Eclipse research: Brandywine professor-student duo lends NASA a hand

MEDIA, Pa. — The total eclipse on Aug. 21 sent faculty, staff and students from around the state outside to watch the action. While most of the Penn State community had their eyes on the skies, two people at Penn State Brandywine were thinking about the ground and air around them.

Professor of Earth Sciences Laura Guertin took on a project spearheaded by the National Aeronautics and Space Administration (NASA). The project tracked ground and air temperatures at various locations in the United States before, during and after the eclipse.

Data will be analyzed and used by students and faculty on campus to understand the impacts of the eclipse on the local environment. It also has been submitted to NASA for the organization’s database.

Guertin, a major advocate of student involvement in research, enlisted first-year student Gabe Schaefer to work with her on the NASA project.

“I was excited to get involved with research as a freshman,” Schaefer said. “It’s a great way to get an early idea of what the process looks like.”

Together, Guertin and Schaefer monitored the air and ground temperature on campus the day before the eclipse, during the eclipse and immediately afterward.

“An hour before the eclipse, it was 84 degrees outside,” said Schaefer. “Totality was at 2:43 p.m., and by then it was 79 degrees. It was a very sudden decrease in temperature — but after the eclipse, the temperature increased much more gradually.

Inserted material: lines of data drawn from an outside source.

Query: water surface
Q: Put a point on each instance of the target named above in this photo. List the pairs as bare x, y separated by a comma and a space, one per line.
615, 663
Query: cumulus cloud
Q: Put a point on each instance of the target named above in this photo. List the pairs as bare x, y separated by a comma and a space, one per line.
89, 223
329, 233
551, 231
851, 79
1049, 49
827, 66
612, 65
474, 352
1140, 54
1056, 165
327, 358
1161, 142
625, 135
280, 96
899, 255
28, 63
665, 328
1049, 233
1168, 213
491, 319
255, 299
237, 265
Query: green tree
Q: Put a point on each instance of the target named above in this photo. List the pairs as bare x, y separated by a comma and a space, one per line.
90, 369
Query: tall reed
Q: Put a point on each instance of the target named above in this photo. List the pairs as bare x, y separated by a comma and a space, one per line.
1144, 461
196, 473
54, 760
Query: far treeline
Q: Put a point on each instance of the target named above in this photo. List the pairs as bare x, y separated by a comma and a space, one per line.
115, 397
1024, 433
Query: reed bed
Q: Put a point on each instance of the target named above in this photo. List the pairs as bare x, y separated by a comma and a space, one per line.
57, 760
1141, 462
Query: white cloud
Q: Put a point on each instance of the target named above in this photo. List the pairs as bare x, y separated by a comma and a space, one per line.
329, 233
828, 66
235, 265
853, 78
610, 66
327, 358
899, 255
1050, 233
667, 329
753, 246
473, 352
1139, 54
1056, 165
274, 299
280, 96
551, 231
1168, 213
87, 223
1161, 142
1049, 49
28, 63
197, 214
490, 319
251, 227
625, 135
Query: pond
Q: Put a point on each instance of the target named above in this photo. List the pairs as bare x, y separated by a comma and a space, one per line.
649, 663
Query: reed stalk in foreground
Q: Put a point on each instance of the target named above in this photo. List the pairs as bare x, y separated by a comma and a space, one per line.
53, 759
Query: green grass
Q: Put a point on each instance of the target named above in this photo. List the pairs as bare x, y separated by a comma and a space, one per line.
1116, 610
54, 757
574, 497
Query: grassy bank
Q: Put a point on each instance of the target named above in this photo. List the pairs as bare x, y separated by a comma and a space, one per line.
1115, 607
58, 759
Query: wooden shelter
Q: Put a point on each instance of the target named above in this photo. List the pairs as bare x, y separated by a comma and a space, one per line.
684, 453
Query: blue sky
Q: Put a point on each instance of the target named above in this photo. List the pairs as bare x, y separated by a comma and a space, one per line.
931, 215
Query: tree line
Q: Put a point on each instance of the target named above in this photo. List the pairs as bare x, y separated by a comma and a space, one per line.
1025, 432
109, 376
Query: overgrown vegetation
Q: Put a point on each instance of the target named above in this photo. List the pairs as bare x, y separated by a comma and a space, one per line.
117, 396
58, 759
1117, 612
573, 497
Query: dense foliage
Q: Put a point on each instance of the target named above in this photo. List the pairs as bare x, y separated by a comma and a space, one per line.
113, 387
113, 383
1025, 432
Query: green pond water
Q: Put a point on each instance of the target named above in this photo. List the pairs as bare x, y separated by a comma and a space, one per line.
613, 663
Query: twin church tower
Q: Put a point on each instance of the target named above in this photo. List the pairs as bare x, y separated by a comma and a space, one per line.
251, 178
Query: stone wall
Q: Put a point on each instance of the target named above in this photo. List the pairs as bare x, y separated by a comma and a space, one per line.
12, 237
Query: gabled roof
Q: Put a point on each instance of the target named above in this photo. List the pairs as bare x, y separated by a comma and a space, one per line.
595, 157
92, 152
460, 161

It was interesting.”

Penn State Brandywine Eclipse research data

This graph shows the air temperature at Penn State Brandywine before, during and after the eclipse on August 21. All data was recorded by Guertin and Schaefer and was submitted to NASA. 

Credit: Laura Guertin

The data from Brandywine will be compared with similar studies from across the country to see how totality — the amount of sun exposure covered by the eclipse — affected temperature changes.

“Brandywine saw 75 percent totality,” Schaefer said. “We’re comparing that with areas that were in complete totality, like Oregon and South Carolina. There were also hubs in places like Maine and California, which had different totality levels, doing the same research.”

Although Guertin and Schaefer have wrapped up their data collection for NASA, they have now turned their sights toward another outlet for their labors. Schaefer will be presenting their research at the American Geophysical Union Virtual Poster Showcase — an international conference.

“It’s rare to see a new student so eager and ready to jump into undergraduate research,” Guertin said. “Gabe took advantage of this opportunity without hesitation — and now, before the end of his first semester, he will be presenting his research at an international conference.”

After college, Schaefer plans to find work in the research and development of alternate fuels and technologies. He looks forward to applying his research in new arenas and credits his newfound passion for research to Guertin’s encouragement and guidance.

“Dr. Guertin has helped me a lot,” he said. “Because of this project, I have a much better sense of how research works and what it requires of me.”